One way to simplify(?) this is to use
$$
e^{-\lambda\left({\rm trace}\left(\Sigma\right)+\delta\right)}\cdot\prod_{i=1}^{j}\frac{1}{\sqrt{1-2\lambda\lambda_{i}}}=e^{-\left[\lambda\left({\rm trace}\left(\Sigma\right)+\delta\right)-\frac{1}{2}\sum_{i=1}^{j}\ln\left(1-2\lambda\lambda_{i}\right)\right]},
$$
where one only has to optimize the exponent. Still, I neither see
an easy way to determine the optimal value of $\lambda$, nor a really
convenient choice of $\lambda$.
One choice inspired by your linked lecture notes is to use $\lambda=\frac{\delta/2}{{\rm trace}\left(\Sigma\right)+\delta}$
(because in the standard gaussian case, we have $n={\rm trace}\left(\Sigma\right)$,
which is exactly the choice used in the lecture notes). This would
yield
\begin{eqnarray*}
\mathbb{P}\left(\left\Vert X\right\Vert ^{2}\geq{\rm trace}\left(\Sigma\right)+\delta\right) & \leq & e^{-\delta/2}\cdot\prod_{i=1}^{j}\sqrt{\frac{{\rm trace}\left(\Sigma\right)+\delta}{{\rm trace}\left(\Sigma\right)+\delta-\delta\lambda_{i}}},
\end{eqnarray*}
which still does not really seem that great.
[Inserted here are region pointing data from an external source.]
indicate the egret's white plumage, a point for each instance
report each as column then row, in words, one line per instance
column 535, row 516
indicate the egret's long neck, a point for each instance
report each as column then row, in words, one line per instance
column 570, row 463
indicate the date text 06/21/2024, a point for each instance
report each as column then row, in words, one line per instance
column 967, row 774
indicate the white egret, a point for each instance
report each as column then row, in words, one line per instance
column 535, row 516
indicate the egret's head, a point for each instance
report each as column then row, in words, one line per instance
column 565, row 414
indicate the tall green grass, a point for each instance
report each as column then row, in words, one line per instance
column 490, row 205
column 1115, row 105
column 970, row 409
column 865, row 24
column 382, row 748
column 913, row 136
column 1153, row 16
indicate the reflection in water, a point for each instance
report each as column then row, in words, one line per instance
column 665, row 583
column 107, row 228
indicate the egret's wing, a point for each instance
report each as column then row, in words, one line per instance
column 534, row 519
I will try to find a good choice of $\lambda$ here. If I come up with something, I will edit the post.
Best Answer
If $\mathbf{m}=0$ and $\mathbf{C}$ is the identity matrix, then $Y$ is (by definition) distributed according to a chi-squared distribution.
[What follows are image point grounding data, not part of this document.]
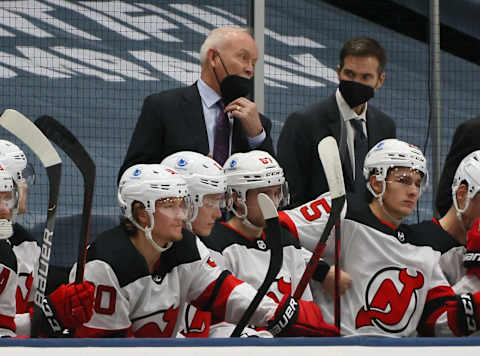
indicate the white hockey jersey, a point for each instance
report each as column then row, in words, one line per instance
column 248, row 259
column 129, row 301
column 430, row 233
column 8, row 287
column 397, row 287
column 27, row 252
We can relax the assumption that $\mathbf{m}=0$ and obtain the non-central chi-squared distribution.
On the other hand, if we maintain the assumption that $\mathbf{m}=0$ but allow for general $\mathbf{C}$, we have the Wishart distribution.
Finally, for general $(\mathbf{m},\mathbf{C})$, Y has a generalised chi-squared distribution.